First bypass solenoid valve, 10... First bypass pressure reduction mechanism, 11... Cold storage heat storage tank, 11a... Cold storage heat material, 11b... Auxiliary heat source, 12... Second bypass solenoid valve, 13... Second bypass pressure reduction mechanism, 1
4... Second bypass circuit, 15... Third bypass solenoid valve, 16... Third bypass circuit, 17
...Third pressure reduction mechanism.

Claims (1)

[Claims] 1 Equipped with a compressor, four-way switching valve, indoor heat exchanger, main pressure reducing mechanism, outdoor heat exchanger, bypass circuit and auxiliary heat source for cold storage heat operation, cold storage heat recovery operation, and defrosting operation. A refrigerating cycle is constructed by connecting a cold storage heat tank, a pressure reducing mechanism, and a solenoid valve, and defrosting is performed by detecting the temperature or pressure within this refrigerating cycle, or the amount of frost on the outdoor heat exchanger.

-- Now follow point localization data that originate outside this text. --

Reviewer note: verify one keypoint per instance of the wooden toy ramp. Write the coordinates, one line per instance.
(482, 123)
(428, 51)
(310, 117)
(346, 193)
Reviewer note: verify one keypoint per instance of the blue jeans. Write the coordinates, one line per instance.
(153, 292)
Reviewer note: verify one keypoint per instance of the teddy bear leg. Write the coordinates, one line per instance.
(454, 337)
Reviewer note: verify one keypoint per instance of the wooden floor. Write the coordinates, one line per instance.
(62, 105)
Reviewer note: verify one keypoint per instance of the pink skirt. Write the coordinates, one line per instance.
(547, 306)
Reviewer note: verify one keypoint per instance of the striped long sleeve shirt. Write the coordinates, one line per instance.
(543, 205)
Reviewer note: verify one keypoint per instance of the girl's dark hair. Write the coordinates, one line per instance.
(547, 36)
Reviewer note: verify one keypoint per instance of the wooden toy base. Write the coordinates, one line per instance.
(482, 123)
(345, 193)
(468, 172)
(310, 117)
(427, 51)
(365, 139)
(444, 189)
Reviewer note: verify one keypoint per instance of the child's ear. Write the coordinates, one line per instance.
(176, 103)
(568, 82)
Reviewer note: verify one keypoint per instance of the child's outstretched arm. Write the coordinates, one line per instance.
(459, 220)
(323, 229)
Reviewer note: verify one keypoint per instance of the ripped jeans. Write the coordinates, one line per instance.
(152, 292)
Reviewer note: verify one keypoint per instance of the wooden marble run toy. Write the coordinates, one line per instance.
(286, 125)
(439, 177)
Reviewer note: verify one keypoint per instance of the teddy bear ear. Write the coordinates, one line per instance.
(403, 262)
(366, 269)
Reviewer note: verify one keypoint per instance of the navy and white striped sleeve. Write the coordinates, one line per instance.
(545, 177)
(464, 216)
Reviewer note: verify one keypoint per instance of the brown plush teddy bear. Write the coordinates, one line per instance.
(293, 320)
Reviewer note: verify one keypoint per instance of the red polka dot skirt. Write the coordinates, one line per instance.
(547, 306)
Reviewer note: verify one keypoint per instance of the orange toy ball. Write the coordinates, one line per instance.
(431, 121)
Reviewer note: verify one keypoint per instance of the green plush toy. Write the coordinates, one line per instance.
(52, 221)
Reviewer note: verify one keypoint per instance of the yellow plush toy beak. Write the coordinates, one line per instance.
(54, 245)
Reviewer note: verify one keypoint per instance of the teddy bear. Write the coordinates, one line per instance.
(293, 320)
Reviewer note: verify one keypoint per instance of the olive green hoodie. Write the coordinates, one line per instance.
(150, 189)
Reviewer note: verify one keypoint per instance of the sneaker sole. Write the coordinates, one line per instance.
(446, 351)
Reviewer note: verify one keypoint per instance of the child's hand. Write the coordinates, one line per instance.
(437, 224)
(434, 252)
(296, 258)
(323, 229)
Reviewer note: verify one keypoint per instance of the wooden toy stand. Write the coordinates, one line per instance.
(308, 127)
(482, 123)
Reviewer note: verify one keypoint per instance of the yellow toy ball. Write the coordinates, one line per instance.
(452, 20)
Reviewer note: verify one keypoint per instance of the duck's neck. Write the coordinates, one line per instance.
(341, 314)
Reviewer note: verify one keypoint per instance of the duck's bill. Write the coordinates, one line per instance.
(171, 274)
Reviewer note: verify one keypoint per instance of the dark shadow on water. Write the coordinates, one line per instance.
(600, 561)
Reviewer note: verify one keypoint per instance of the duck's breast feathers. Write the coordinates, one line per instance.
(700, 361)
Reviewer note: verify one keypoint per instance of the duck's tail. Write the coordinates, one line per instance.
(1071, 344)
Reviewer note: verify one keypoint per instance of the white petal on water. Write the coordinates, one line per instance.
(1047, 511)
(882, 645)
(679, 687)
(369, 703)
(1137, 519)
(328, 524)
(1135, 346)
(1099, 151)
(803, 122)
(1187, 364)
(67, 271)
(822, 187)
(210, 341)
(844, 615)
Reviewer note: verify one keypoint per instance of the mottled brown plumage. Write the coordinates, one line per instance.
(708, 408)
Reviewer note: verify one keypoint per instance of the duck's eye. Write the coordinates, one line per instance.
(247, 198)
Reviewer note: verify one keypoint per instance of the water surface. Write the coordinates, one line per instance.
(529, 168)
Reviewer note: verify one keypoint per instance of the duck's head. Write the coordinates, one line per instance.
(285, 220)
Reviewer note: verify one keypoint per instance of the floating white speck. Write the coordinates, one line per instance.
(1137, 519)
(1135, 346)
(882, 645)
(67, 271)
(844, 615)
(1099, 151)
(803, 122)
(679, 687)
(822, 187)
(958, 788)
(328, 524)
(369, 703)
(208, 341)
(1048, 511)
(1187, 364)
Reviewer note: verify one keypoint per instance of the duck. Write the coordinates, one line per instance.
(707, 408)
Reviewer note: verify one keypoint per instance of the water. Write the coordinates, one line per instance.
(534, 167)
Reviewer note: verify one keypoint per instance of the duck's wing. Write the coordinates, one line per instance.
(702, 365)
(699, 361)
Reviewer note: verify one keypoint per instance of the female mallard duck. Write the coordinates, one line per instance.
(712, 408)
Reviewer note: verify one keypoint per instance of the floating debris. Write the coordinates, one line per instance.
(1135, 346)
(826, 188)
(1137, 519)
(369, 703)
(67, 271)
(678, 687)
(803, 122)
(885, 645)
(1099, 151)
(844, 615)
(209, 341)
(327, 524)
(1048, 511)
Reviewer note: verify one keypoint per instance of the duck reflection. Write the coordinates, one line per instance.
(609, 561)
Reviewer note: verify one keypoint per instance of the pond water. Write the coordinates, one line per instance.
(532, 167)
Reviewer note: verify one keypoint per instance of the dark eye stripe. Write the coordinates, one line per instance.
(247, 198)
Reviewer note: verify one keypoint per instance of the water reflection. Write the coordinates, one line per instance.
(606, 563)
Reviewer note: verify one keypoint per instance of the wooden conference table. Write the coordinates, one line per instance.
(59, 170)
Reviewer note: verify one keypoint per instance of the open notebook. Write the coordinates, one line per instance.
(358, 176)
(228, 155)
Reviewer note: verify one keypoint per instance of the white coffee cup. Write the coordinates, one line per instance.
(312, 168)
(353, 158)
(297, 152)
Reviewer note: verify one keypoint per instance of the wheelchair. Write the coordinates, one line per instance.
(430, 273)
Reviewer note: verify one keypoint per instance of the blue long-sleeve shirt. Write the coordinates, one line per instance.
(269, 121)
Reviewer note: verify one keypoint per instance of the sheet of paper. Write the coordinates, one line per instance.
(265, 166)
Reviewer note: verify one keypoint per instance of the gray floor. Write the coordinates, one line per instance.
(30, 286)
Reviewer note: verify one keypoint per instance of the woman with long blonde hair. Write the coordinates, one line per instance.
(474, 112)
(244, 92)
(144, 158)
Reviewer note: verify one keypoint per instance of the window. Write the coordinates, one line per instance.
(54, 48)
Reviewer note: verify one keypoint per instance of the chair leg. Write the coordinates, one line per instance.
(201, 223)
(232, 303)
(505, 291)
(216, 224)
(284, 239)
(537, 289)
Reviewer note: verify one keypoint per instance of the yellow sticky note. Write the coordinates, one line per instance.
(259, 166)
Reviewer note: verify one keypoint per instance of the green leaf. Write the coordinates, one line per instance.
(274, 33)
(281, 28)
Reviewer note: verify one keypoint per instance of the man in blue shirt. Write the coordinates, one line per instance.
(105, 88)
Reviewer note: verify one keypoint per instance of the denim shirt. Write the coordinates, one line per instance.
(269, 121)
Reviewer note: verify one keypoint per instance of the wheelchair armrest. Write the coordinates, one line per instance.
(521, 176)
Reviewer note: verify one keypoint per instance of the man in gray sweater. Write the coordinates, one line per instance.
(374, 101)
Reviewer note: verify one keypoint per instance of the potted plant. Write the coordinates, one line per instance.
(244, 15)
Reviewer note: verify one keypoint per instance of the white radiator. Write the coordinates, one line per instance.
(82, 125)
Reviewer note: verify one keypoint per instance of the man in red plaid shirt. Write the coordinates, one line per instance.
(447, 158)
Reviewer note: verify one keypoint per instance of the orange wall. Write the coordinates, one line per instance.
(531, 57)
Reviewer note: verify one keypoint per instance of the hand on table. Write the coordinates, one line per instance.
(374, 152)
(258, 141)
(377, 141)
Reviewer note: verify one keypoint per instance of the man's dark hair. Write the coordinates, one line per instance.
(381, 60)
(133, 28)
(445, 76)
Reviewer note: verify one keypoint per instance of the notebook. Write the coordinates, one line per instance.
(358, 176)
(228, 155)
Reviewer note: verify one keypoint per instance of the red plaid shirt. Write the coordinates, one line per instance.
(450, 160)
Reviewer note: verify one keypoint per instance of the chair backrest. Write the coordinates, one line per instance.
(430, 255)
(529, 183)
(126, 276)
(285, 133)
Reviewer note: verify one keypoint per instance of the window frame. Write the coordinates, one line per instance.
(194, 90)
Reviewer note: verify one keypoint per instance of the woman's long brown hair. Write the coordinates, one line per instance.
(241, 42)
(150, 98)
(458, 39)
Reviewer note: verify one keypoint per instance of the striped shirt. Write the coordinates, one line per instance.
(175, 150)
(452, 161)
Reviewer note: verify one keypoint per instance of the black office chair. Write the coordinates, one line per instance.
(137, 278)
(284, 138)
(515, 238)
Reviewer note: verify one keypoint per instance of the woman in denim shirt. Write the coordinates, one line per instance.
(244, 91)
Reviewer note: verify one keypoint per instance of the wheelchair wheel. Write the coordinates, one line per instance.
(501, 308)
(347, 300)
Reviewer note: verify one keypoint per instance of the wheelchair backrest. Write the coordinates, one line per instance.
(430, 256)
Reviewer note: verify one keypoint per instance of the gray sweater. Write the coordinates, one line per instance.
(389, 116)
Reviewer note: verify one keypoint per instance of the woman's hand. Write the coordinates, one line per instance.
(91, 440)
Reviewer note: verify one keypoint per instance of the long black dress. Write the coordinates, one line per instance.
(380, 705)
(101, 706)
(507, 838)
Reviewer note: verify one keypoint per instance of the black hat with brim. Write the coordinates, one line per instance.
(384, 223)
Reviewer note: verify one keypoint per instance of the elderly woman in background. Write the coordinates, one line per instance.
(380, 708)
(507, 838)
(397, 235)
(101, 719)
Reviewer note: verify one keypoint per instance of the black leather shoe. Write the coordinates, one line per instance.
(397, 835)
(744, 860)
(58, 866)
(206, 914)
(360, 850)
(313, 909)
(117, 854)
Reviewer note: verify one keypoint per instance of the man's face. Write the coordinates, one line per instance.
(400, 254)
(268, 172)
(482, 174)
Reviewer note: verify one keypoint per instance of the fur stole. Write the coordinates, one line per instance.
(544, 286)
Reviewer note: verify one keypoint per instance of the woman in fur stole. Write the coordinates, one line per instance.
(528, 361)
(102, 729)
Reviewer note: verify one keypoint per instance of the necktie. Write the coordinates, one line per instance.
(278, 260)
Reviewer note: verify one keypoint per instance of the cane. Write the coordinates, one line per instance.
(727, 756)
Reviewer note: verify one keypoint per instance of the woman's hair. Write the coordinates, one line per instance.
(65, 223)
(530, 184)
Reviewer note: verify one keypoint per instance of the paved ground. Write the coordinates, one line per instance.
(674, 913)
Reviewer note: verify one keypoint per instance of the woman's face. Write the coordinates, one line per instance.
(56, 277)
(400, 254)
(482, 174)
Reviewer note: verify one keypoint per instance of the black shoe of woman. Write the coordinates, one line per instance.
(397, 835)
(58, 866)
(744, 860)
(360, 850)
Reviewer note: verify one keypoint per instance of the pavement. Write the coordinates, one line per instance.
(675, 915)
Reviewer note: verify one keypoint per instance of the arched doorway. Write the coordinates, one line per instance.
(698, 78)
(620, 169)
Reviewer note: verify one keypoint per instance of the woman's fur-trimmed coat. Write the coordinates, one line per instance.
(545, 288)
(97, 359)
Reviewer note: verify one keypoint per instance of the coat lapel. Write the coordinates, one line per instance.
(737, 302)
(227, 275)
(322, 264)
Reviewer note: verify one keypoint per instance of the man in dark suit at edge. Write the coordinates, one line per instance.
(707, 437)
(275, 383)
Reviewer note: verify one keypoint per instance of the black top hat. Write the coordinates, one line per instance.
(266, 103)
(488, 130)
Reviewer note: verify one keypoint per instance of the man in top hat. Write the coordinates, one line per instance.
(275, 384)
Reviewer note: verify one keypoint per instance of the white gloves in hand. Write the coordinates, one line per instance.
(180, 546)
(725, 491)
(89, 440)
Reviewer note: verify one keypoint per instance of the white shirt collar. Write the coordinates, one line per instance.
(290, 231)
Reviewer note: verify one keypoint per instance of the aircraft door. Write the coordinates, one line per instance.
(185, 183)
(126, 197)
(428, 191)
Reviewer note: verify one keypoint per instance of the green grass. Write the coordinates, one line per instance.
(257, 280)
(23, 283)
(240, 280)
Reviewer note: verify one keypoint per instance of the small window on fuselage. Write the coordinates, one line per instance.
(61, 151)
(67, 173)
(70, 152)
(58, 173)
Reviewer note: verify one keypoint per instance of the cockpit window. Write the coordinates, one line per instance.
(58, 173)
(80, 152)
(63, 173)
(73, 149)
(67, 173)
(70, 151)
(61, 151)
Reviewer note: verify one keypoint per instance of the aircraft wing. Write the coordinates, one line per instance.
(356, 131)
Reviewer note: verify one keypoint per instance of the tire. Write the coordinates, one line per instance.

A frost formation detection means detects whether or not operation is necessary, a tank temperature detection means detects the temperature in the cold storage heat tank, the frost formation detection means outputs a defrosting required signal, and the tank temperature detection means A timer that operates when a signal equal to or lower than a set temperature is output, a heating output means that operates an auxiliary heat source for a set time based on the operation of the timer, and a defrosting output means that outputs a defrosting operation signal after the time set by the timer has elapsed. , when performing a defrosting operation during heating operation using the refrigeration cycle, the temperature of the cold storage heat material in the cold storage heat exchanger and the amount of frost on the outdoor heat exchanger or the temperature inside the refrigeration cycle;
The pressure is detected, and if the temperature of the cold storage heat material is below a certain set value, the auxiliary heat source that heats the cold storage heat material in the cold storage heat tank is operated before the set time to start defrosting operation, and the defrosting operation is started. A method for controlling the operation of a cold storage type air conditioner that makes it possible to secure the amount of heat for the cold storage heat in the cold storage heat material.